Covert Malicious Finetuning: Challenges in Safeguarding LLM Adaptation
Danny Halawi, Alexander Wei, Eric Wallace, Tony T. Wang, Nika Haghtalab, Jacob Steinhardt
TL;DR
This paper investigates how black-box finetuning interfaces can be exploited to undermine safety while evading detection. It introduces covert malicious finetuning with two encoding schemes—Walnut53 substitution and EndSpeak steganography—and demonstrates a GPT-4 finetuning attack that yields encoded harmful outputs with high decoded-harm rates. The study shows that traditional defenses (data moderation, safety evaluations, and output classifiers) can be bypassed or rendered ineffective against encoded data, highlighting a significant risk for closed-source LLM deployment.
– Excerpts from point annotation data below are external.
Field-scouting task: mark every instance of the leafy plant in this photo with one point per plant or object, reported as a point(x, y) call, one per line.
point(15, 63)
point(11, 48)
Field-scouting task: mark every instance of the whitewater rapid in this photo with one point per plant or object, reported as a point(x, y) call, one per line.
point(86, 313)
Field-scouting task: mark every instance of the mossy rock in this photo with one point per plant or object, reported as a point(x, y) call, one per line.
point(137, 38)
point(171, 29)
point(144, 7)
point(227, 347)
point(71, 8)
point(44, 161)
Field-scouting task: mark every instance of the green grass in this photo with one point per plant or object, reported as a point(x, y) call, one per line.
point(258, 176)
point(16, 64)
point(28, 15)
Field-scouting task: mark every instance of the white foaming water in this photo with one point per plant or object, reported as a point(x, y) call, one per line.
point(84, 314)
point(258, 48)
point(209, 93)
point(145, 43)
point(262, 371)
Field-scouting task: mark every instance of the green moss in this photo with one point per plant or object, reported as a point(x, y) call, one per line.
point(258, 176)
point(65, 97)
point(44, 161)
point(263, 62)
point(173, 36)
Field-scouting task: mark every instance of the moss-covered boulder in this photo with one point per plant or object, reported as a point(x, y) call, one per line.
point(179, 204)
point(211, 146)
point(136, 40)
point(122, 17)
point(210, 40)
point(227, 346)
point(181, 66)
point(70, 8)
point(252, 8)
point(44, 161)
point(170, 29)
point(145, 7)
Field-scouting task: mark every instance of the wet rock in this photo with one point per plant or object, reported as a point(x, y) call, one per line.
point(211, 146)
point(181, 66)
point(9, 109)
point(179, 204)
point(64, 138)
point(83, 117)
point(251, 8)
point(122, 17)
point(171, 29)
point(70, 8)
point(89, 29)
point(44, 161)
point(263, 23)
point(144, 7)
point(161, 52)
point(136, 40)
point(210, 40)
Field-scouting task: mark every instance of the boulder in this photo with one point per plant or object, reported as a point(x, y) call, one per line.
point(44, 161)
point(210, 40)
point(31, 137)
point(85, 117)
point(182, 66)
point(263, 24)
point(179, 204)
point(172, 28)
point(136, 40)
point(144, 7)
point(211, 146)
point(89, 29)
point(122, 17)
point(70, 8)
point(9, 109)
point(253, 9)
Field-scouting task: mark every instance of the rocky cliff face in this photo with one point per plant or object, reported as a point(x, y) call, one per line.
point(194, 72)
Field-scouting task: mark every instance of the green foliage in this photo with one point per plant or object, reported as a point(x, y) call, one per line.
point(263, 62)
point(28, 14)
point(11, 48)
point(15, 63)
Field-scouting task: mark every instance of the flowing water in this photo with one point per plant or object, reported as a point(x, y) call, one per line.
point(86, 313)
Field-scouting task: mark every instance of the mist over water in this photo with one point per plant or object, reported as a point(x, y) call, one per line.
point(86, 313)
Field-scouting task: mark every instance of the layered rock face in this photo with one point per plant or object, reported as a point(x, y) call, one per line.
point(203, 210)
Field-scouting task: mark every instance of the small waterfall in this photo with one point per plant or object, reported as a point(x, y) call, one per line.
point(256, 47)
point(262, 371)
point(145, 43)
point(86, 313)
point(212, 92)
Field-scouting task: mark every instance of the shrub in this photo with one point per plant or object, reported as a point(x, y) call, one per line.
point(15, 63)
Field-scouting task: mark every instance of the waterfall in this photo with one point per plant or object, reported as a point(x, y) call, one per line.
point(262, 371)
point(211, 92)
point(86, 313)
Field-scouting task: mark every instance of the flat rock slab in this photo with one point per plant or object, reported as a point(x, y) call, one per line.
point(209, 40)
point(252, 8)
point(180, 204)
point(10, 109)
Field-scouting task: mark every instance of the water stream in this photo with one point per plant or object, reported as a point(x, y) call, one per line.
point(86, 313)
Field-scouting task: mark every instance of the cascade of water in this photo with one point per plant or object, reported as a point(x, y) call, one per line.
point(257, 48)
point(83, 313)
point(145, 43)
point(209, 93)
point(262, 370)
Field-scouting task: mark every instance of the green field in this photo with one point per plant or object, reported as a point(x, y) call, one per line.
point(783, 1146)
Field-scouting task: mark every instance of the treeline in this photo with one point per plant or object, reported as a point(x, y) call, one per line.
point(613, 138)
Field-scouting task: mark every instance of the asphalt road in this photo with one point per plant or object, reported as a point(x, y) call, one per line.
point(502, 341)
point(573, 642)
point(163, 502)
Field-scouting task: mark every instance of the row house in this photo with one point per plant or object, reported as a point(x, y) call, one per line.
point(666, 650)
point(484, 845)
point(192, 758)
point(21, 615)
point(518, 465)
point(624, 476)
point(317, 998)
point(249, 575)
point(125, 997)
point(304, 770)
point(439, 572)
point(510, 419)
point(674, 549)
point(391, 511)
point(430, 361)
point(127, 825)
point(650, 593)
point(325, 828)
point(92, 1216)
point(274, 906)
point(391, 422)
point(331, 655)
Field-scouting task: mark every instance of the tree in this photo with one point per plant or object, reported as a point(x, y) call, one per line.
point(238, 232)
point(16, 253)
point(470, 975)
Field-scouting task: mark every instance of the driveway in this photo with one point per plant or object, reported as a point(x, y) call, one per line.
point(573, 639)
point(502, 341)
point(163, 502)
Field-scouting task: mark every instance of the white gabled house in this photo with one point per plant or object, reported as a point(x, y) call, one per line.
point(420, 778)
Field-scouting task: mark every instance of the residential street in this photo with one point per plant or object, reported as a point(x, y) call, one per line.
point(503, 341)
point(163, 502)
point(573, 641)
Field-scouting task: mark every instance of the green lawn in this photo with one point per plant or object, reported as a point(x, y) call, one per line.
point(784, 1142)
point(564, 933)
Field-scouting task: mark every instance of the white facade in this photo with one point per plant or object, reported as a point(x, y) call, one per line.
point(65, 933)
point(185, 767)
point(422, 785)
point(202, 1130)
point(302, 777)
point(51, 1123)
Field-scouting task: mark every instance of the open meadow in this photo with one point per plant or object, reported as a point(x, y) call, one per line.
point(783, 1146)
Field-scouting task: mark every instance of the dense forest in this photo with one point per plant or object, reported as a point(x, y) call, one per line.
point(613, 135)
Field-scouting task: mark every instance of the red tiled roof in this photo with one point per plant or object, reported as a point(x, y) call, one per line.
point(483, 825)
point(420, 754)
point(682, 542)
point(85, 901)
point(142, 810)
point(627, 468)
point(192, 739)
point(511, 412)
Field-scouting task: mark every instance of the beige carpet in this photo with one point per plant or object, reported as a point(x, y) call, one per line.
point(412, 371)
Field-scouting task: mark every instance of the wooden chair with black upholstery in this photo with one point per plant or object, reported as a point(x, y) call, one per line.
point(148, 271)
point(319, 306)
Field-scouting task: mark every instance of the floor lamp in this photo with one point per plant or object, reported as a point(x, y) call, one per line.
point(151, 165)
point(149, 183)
It argues for stronger defenses, limited finetuning access, and robust pre-deployment testing to mitigate such attacks in increasingly capable models.
Abstract
Black-box finetuning is an emerging interface for adapting state-of-the-art language models to user needs. However, such access may also let malicious actors undermine model safety. To demonstrate the challenge of defending finetuning interfaces, we introduce covert malicious finetuning, a method to compromise model safety via finetuning while evading detection. Our method constructs a malicious dataset where every individual datapoint appears innocuous, but finetuning on the dataset teaches the model to respond to encoded harmful requests with encoded harmful responses. Applied to GPT-4, our method produces a finetuned model that acts on harmful instructions 99% of the time and avoids detection by defense mechanisms such as dataset inspection, safety evaluations, and input/output classifiers. Our findings question whether black-box finetuning access can be secured against sophisticated adversaries.